当然のことながら、放送、図書、体育などを書き、あとは緑化とか美化とかなんだか適当に選んで書いた気がする。

勝手に「どうせ、第三希望くらいまでにうまくおさまるだろう」と高をくくっていたのだ。

さぁ、確定した一つに赤い丸がついた用紙が一枚ずつみんなのもとに返されていく。

待てど暮らせどわたしの番がこない。いったいどうなっているんだろう。そしてなんとクラスでいっちばん最後にわたしの名前が呼ばれ用紙を受け取った瞬間、本当に目が点になった。

そこには、赤で6という文字が先生の字で付け足され、その下には飼育委員会と書かれていたのだ。なんだかキツネにつままれたような気持ちになった。第五希望までに必ず確定するのではなかったのか。

先生の顔を見ると先生はとても申し訳なさそうに、でも笑顔で、

「あなたならなんでもできると思うので、第六希望になっちゃったけど、頑張ってね」

いやいや、第六希望も何も希望していないよ、勝手に書き足されたのに。なんだか鳩が豆鉄砲を食ったかのようにしばし呆然とそこに立ち尽くしてしまった。

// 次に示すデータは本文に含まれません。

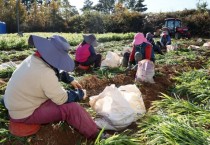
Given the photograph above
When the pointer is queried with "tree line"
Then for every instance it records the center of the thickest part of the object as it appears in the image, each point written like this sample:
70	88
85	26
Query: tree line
106	16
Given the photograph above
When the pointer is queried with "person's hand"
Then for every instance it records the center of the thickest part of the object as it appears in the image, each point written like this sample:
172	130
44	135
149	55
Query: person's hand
76	85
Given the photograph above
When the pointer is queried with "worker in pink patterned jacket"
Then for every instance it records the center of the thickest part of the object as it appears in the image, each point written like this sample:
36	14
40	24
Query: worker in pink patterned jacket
34	94
85	52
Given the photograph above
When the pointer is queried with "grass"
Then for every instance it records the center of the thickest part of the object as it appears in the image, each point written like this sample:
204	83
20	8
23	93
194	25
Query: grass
171	120
195	84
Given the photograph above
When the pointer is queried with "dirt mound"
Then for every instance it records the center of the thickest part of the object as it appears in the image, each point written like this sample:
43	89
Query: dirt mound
63	135
56	134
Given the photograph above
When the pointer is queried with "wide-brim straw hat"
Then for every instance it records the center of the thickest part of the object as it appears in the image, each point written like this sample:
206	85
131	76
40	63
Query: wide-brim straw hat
54	50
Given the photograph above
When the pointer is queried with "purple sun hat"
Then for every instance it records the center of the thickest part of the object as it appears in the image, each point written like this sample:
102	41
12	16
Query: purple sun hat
90	39
54	50
139	39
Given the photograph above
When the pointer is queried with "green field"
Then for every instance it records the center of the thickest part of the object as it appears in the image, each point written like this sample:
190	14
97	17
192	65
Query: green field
178	104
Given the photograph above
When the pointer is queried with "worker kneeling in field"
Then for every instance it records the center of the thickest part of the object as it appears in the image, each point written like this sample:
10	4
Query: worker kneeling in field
165	39
141	49
34	94
155	47
85	52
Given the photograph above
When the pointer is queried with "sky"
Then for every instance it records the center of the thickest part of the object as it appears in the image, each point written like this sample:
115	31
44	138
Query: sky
155	5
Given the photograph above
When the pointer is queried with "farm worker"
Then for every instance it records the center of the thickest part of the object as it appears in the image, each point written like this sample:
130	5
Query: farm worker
165	39
34	94
85	52
150	39
141	49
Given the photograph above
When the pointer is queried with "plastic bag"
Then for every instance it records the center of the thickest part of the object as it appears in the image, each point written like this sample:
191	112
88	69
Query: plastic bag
112	60
145	71
9	64
117	107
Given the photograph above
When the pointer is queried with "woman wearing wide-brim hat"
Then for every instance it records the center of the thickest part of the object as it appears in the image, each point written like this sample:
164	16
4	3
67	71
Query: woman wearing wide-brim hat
34	94
85	52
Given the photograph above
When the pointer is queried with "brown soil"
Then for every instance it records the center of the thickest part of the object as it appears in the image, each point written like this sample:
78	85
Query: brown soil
62	134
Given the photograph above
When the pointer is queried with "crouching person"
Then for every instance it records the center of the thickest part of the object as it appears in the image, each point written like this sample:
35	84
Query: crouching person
34	94
85	52
142	49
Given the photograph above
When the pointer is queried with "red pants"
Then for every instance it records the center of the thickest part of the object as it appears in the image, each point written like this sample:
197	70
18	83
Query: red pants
73	113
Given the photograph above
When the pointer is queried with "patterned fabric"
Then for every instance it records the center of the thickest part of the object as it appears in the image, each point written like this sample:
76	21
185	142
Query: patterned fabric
82	53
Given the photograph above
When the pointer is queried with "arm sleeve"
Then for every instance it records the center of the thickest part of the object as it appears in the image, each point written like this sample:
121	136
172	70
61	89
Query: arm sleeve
169	40
74	96
161	41
92	50
52	88
65	77
148	52
131	57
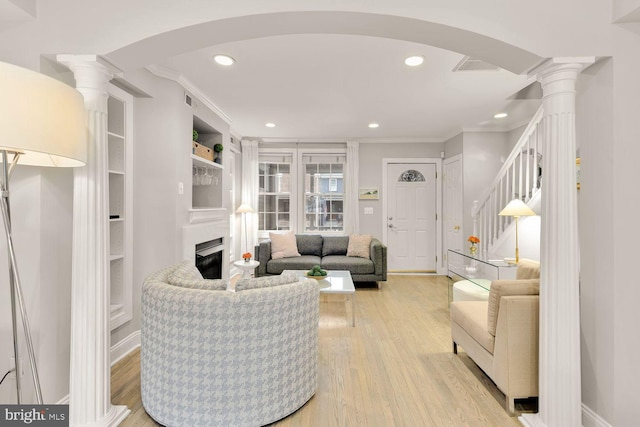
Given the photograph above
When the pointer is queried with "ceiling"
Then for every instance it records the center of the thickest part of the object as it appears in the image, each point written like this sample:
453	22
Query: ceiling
329	87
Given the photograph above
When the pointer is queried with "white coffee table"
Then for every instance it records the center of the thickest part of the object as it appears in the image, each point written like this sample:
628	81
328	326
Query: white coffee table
336	282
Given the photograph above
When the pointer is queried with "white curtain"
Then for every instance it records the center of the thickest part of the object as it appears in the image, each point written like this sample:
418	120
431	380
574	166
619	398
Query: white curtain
352	224
250	190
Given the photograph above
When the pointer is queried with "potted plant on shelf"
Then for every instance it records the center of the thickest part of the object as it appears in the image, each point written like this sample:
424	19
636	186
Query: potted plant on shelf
218	149
195	142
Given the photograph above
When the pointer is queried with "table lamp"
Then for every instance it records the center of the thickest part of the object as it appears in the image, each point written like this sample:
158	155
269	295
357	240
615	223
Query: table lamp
244	209
517	208
43	124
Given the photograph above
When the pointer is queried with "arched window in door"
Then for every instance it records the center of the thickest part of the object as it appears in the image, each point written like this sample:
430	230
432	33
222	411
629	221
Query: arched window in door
411	175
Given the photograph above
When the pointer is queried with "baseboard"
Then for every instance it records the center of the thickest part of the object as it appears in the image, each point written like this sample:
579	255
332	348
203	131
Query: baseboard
591	419
118	351
124	347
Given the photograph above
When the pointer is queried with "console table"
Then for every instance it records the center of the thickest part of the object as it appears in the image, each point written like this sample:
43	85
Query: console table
470	276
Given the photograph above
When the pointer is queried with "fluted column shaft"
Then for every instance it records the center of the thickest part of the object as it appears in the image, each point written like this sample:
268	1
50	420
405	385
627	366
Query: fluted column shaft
89	388
560	402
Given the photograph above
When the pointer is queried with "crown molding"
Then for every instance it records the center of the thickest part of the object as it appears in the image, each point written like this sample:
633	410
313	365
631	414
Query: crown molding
311	140
188	85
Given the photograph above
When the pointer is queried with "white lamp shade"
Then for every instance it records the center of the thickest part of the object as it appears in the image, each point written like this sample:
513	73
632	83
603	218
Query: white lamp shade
42	118
244	208
517	207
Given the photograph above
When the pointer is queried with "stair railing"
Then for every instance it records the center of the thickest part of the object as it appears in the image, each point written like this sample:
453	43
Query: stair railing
519	178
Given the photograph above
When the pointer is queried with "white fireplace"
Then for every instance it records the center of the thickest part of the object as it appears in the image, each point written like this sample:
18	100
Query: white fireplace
215	229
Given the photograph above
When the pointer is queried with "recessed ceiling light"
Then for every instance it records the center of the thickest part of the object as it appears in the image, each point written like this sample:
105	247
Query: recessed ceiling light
225	60
414	61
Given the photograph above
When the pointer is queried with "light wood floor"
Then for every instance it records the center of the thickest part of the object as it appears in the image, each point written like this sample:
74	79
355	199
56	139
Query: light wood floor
395	368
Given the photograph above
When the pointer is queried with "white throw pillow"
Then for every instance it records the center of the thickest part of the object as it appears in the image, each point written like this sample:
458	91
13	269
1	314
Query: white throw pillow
359	245
283	245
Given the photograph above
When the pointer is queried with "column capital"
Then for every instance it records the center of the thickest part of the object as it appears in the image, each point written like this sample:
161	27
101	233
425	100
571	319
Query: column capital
560	68
92	74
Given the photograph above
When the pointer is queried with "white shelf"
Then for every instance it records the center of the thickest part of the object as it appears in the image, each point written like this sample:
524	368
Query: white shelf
115	135
120	202
199	161
197	215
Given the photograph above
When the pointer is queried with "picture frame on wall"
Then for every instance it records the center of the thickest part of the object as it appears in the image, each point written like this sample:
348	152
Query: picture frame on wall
368	194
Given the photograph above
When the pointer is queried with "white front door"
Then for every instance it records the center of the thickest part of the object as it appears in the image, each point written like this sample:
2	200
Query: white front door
452	214
411	217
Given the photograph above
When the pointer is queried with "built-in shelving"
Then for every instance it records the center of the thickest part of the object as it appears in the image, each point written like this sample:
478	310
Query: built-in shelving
207	175
119	137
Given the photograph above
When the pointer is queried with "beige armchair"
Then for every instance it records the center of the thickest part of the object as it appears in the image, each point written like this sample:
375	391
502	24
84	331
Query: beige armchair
501	334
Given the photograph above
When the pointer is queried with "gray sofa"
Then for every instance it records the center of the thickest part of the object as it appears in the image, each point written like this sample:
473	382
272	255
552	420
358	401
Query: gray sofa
330	252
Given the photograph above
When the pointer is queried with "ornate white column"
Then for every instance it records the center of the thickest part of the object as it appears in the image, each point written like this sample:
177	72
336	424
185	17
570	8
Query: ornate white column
560	403
90	378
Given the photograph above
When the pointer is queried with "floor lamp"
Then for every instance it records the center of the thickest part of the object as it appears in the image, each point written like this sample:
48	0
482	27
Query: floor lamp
517	208
43	124
244	209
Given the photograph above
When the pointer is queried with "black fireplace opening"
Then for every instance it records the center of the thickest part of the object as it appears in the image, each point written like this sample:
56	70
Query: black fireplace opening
209	258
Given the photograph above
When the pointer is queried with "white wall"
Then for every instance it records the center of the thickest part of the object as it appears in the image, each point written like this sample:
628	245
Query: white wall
161	124
594	133
41	205
482	156
626	200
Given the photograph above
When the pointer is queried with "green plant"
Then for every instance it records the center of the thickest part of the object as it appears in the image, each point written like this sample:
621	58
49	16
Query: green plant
317	271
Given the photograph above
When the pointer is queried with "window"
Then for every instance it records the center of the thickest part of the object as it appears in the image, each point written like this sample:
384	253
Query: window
318	208
274	201
323	197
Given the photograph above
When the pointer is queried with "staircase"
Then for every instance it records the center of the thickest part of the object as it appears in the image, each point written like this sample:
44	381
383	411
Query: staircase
518	178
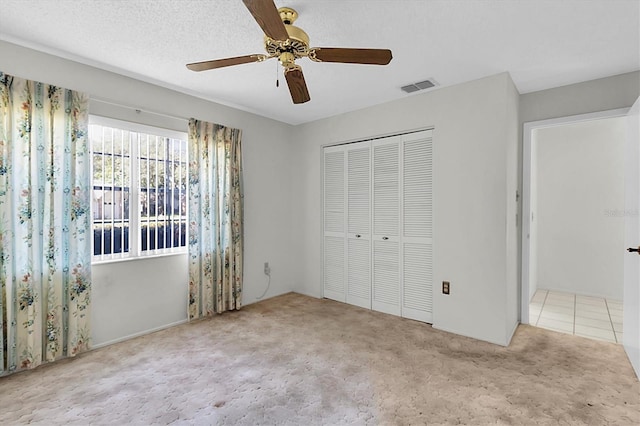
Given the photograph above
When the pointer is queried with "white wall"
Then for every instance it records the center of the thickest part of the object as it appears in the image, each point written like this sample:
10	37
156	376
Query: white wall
533	226
154	287
474	127
580	186
603	94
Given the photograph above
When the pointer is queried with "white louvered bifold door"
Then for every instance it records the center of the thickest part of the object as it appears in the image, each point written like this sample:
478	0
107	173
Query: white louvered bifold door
358	225
417	249
334	224
386	225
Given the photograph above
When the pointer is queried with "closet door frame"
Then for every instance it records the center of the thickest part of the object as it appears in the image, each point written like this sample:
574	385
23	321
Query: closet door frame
422	244
358	236
331	290
386	244
400	239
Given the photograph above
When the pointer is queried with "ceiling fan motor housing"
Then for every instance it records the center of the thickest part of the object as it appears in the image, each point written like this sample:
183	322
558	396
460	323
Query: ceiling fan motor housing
297	44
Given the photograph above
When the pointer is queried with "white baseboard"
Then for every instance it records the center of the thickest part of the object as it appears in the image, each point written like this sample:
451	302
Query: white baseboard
513	331
141	333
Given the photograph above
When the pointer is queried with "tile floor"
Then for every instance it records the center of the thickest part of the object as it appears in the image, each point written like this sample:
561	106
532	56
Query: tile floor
592	317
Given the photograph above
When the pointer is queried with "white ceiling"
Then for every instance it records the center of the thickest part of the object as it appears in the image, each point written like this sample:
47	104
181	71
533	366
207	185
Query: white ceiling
542	43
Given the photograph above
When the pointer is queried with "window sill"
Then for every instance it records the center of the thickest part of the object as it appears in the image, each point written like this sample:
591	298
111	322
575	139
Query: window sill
135	258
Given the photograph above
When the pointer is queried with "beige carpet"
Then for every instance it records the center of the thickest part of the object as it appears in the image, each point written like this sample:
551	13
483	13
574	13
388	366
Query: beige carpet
298	360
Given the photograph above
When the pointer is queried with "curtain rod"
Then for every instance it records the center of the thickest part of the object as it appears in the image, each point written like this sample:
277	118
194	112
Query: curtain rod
136	109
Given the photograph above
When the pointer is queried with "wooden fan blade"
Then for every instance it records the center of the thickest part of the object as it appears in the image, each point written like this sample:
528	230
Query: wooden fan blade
297	85
227	62
351	56
267	16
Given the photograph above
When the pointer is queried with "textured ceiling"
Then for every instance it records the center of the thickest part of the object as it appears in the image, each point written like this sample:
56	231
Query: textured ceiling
542	43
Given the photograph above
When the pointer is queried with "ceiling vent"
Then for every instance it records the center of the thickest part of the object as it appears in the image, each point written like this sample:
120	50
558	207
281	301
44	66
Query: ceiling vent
422	85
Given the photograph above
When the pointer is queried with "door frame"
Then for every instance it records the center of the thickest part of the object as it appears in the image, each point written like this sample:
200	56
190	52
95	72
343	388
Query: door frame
527	133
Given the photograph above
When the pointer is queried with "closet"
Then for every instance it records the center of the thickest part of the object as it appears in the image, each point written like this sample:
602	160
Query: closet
377	224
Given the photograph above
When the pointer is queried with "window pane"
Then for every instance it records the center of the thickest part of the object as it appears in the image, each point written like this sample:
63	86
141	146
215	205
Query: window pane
163	193
160	166
110	195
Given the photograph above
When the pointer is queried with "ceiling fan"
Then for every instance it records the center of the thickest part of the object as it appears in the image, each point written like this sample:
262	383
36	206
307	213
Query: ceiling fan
287	42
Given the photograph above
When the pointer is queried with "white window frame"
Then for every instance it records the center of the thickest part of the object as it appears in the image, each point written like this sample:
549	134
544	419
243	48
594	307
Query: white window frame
135	245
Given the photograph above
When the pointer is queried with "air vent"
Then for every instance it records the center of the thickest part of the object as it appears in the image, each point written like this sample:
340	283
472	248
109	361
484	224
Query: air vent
421	85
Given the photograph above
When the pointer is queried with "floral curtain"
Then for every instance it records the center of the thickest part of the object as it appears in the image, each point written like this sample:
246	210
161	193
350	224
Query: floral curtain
215	219
45	257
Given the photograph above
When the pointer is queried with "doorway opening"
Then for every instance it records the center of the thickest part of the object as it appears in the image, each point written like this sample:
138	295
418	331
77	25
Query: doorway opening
573	224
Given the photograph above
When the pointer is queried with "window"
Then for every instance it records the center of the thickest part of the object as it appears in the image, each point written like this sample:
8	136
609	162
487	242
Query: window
139	196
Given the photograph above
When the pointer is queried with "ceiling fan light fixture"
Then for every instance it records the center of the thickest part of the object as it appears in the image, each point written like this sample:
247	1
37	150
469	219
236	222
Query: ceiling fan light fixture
288	43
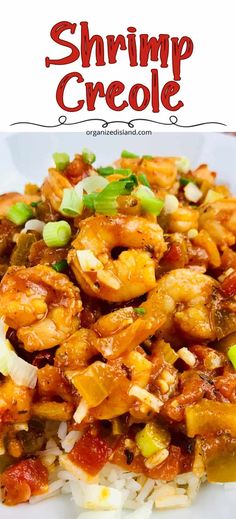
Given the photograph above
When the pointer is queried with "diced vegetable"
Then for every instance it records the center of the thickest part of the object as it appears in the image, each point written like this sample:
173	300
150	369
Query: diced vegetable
164	348
60	266
92	184
61	160
88	261
151	439
148	200
90	453
106	201
192	192
143	179
72	202
57	234
128	155
94	383
88	156
209	416
182	164
19	213
232	355
213	196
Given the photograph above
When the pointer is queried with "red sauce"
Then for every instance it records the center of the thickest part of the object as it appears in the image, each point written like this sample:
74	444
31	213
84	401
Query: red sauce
91	453
20	481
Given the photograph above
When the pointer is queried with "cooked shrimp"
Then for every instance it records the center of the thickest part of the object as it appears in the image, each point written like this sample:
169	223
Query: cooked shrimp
219	220
41	304
53	186
133	273
181	299
9	199
161	172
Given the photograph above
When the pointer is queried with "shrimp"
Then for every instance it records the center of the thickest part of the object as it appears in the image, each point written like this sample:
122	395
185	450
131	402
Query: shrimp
9	199
133	273
41	304
181	299
161	172
219	220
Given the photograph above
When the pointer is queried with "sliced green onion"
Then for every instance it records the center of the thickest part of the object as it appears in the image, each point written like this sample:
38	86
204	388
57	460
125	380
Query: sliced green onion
61	160
139	311
184	181
19	213
92	184
88	156
232	355
106	201
60	266
182	164
106	172
128	155
88	201
35	204
148	200
57	234
143	179
72	202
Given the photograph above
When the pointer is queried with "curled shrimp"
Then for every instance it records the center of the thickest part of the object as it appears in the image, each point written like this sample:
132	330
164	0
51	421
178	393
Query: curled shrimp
41	304
161	172
219	220
9	199
133	273
180	300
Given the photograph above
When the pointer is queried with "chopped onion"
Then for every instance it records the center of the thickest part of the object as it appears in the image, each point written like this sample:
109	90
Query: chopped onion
81	411
88	261
21	372
212	196
192	192
171	204
92	184
182	164
34	225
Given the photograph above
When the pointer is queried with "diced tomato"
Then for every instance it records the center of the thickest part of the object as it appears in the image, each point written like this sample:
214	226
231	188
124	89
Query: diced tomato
228	287
91	453
20	481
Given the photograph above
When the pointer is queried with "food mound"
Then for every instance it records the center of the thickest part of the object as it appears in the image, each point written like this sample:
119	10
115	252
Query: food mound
118	334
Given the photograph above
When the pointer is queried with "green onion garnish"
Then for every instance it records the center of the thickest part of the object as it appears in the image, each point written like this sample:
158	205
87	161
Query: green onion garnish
139	311
148	200
184	181
105	172
128	155
60	266
57	234
35	204
72	202
106	201
88	201
88	156
232	355
143	179
19	213
61	160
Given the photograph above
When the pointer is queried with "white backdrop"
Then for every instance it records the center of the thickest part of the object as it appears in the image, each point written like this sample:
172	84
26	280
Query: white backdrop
27	87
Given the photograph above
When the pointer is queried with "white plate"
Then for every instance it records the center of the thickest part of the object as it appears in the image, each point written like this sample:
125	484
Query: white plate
27	156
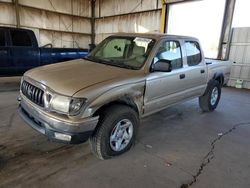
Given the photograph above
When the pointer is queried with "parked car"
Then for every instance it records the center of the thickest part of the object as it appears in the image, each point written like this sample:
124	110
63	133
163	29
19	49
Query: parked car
19	52
125	78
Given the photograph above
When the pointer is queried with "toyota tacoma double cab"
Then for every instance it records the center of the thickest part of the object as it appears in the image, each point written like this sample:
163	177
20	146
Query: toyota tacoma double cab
102	97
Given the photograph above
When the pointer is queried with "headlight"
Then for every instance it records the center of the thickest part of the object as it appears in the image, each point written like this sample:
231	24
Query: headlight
60	104
75	105
63	104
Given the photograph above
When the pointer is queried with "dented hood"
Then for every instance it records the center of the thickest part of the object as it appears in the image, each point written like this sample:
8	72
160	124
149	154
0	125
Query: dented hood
69	77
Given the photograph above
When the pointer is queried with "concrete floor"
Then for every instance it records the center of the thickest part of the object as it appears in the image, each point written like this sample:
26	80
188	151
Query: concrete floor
177	146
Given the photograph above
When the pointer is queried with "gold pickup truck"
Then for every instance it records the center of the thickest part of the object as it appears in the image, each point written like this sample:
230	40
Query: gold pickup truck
125	78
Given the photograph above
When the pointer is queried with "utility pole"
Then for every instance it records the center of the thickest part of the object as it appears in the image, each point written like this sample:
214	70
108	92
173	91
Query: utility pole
16	2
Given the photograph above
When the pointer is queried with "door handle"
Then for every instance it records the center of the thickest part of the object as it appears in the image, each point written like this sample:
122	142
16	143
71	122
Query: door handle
182	76
3	52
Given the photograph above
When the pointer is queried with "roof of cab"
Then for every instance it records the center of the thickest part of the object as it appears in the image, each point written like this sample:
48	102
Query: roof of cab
154	35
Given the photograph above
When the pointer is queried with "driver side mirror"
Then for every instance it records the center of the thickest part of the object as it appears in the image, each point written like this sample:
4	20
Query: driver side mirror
162	65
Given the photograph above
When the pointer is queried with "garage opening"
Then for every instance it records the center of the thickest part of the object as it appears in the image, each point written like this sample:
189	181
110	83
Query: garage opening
201	19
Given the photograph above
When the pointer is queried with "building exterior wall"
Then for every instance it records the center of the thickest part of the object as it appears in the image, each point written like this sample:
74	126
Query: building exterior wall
62	23
240	57
113	16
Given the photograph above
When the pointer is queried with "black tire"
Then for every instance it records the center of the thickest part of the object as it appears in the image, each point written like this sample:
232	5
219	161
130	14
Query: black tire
205	100
100	140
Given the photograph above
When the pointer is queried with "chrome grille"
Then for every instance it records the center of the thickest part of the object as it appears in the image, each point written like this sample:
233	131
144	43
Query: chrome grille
33	93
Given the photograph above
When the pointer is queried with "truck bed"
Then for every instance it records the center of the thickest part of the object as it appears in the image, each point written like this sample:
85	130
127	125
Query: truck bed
218	66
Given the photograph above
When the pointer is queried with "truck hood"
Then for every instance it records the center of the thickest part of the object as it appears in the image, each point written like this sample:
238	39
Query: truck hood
69	77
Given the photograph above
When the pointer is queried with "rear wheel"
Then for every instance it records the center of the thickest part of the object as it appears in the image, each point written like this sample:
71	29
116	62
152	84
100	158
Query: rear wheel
210	99
115	133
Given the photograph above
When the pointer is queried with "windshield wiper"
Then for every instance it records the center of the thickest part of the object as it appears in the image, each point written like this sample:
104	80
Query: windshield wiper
109	62
119	64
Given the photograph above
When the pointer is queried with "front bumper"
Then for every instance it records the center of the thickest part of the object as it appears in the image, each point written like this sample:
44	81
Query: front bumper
74	132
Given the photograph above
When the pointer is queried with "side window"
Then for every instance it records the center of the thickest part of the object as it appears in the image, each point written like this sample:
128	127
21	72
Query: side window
20	38
170	50
193	53
2	38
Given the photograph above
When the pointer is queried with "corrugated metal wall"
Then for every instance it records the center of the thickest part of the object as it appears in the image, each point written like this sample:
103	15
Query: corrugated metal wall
63	23
240	56
114	16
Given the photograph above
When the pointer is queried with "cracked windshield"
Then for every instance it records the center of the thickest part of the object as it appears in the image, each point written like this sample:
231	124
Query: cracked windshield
125	52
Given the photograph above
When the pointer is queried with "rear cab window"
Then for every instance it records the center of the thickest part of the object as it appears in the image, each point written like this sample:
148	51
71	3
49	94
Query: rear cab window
2	38
193	53
170	50
20	38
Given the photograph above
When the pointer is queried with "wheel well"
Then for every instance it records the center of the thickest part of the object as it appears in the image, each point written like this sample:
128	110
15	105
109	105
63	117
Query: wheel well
220	79
125	101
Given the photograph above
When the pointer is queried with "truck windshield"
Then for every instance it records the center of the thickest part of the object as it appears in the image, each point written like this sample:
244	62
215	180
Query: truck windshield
125	52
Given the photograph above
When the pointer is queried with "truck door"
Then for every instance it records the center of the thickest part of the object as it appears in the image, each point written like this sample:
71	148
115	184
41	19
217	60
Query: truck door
6	66
24	52
165	88
196	75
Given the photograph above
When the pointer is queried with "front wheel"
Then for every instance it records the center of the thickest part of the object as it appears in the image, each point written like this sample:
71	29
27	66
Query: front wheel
115	133
209	101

でもこんなことでへこたれないぞ。こういうことがあるたびに、置かれた状況下で最大限のパフォーマンスを発揮してやると逆に燃えるタイプだった。

先生もそれを知っていてうまくわたしを利用していたのかもしれない。でも、こうしてわたしは日に日に精神的に強くなっていったように思う。

正直なところ、わたしは動物がどちらかというと苦手なほうだと思う。犬や猫を見て逃げ回るようなことはないが、自分から近づいて行って抱っこしたいとは一度も思ったことがない。

だからそんな自分がまさか飼育委員になるなんて。信じられなかった。なんとかその事実を受け入れて、飼育委員会初日に出席した。飼育委員会なんて興味も一切ないものだから、学校にいったいどんな生き物が飼われているかもきちんと把握していなかった。